Но вот последнее время что-то случилось с Анной; она стала какая-то странная, и что день – то хуже; даже лицо ее изменилось.
Потом она стала пропадать из дачи бог весть куда на целые часы и, возвращаясь, говорила, что она гуляла в парке.
И теперь все в парк, все в парк начала ходить… Точно у нее там сокровище какое-то зарыто.
Стала, наконец, уходить и по вечерам, а вечера теперь уже темные; даже страшно за нее.
Этакая она смелая!
Спросила как-то на днях Татьяна Николаевна у Смельского, не с ним ли Аня по вечерам гуляет, тот и глаза опустил.
Краева даже испугалась, что сказала это.
– Я, – говорит он, – сам ищу вот уже два дня Анну Николаевну, хочу переговорить с нею о важном деле и не вижу ее.
Краева задумалась.
Что бы это могло быть?
Но когда сегодня, сейчас, Смельский, бледный и встревоженный, приехал и сообщил, что Анна уехала с Шиловым, Татьяне Николаевне сделалось дурно, так дурно, что она опять слегла в постель.
Смельский ушел к себе на дачу и предался самым мрачным размышлениям. Он сел у открытого окна и задумался, глядя в поле, где виднелся выступающий угол сламотовского парка.
«Вот этот проклятый парк, – думал он, – вот это чертово гнездо измены и воровства…» Потом мысли его перенеслись на Анну…
Он был зол, ему хотелось бранить весь свет; бранить Анну он не имел силы: он и теперь еще слишком любил ее, чтобы сделать это. Взамен ее лично он стал думать о женщинах или о женщине вообще; не похвальны оказались его выводы об этой половине рода человеческого. Но в них была правда, масса правды и разве только какой-нибудь один процент преувеличения, происходящего от горя и обиды. Ему пришло на ум, что женщина очень странное существо, потому что все качества, составляющие ее нравственную фигуру, можно назвать огульно отрицательными, так что в женщине, собственно, нет ни хорошего, ни дурного, а есть только тени того и другого чувства, тени, легко меняющие свои места и сливающиеся одна с другой. Не спалось в эту ночь Смельскому, не работалось и над проектом защитительной речи, как он ни уговаривал себя, что постыдно, мол, с его стороны опустить настолько руки в этой беде, чтобы забыть даже обязанность честного человека.

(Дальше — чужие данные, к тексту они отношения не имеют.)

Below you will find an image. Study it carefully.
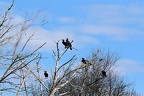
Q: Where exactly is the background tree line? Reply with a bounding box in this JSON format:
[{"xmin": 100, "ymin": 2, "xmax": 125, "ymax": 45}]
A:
[{"xmin": 0, "ymin": 1, "xmax": 140, "ymax": 96}]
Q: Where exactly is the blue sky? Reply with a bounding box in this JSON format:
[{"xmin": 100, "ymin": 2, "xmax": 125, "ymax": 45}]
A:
[{"xmin": 0, "ymin": 0, "xmax": 144, "ymax": 94}]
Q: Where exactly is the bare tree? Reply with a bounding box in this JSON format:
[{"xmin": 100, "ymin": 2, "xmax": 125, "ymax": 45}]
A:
[{"xmin": 0, "ymin": 0, "xmax": 46, "ymax": 96}]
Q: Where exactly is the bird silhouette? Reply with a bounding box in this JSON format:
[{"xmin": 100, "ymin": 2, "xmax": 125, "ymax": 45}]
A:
[
  {"xmin": 81, "ymin": 58, "xmax": 87, "ymax": 64},
  {"xmin": 99, "ymin": 59, "xmax": 103, "ymax": 61},
  {"xmin": 66, "ymin": 38, "xmax": 73, "ymax": 50},
  {"xmin": 62, "ymin": 39, "xmax": 68, "ymax": 48},
  {"xmin": 44, "ymin": 71, "xmax": 48, "ymax": 78},
  {"xmin": 102, "ymin": 70, "xmax": 107, "ymax": 77}
]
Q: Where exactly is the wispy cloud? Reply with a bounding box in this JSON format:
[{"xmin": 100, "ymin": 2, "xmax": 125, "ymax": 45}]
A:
[
  {"xmin": 58, "ymin": 17, "xmax": 76, "ymax": 23},
  {"xmin": 115, "ymin": 59, "xmax": 144, "ymax": 75}
]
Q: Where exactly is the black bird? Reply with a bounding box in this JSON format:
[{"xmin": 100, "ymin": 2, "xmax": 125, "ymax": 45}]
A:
[
  {"xmin": 44, "ymin": 71, "xmax": 48, "ymax": 78},
  {"xmin": 81, "ymin": 58, "xmax": 87, "ymax": 64},
  {"xmin": 62, "ymin": 39, "xmax": 68, "ymax": 48},
  {"xmin": 102, "ymin": 70, "xmax": 107, "ymax": 77},
  {"xmin": 66, "ymin": 38, "xmax": 73, "ymax": 50}
]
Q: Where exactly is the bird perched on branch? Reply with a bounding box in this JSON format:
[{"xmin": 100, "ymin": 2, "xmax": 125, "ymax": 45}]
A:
[
  {"xmin": 102, "ymin": 70, "xmax": 107, "ymax": 77},
  {"xmin": 44, "ymin": 71, "xmax": 48, "ymax": 78}
]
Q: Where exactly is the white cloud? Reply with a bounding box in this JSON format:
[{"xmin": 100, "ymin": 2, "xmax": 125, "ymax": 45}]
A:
[
  {"xmin": 114, "ymin": 59, "xmax": 144, "ymax": 75},
  {"xmin": 58, "ymin": 17, "xmax": 76, "ymax": 23},
  {"xmin": 76, "ymin": 4, "xmax": 144, "ymax": 40}
]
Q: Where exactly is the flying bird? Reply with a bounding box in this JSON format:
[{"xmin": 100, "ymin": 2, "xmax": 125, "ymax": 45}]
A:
[
  {"xmin": 102, "ymin": 70, "xmax": 107, "ymax": 77},
  {"xmin": 66, "ymin": 38, "xmax": 73, "ymax": 50},
  {"xmin": 62, "ymin": 39, "xmax": 68, "ymax": 48},
  {"xmin": 81, "ymin": 58, "xmax": 87, "ymax": 64},
  {"xmin": 44, "ymin": 71, "xmax": 48, "ymax": 78},
  {"xmin": 99, "ymin": 59, "xmax": 103, "ymax": 61}
]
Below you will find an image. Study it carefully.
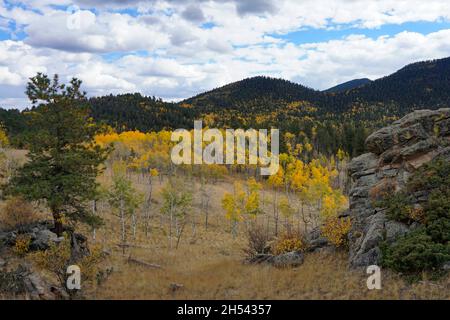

Ведь он не бросит же защиту Краева только потому, что Анна изменила ему? Конечно, он сделал бы это с охотой, но он не должен, он не смеет, он – присяжный защитник обвиняемых, кто бы они ни были и что бы ни было связано с ними. Это – назначение и цель его жизни.
На следующий день, после нескольких часов тревожного лихорадочного сна, под утро, он пришел к такому решению: при первом удобном случае вызвать Шилова на дуэль, но не ранее как после разбирательства дела; впрочем, если бы Шилов вздумал не принять это последнее условие, он готов был передать защиту другому лицу. Теперь он собирался ехать к Сламоте и просить быть его секундантом, а также решил заехать и к Краевой, объявив ей, что по непредвиденным обстоятельствам, быть может, придется ему передать защиту одному из своих коллег, человеку, также способному и знающему еще лучше его ведение подобных дел.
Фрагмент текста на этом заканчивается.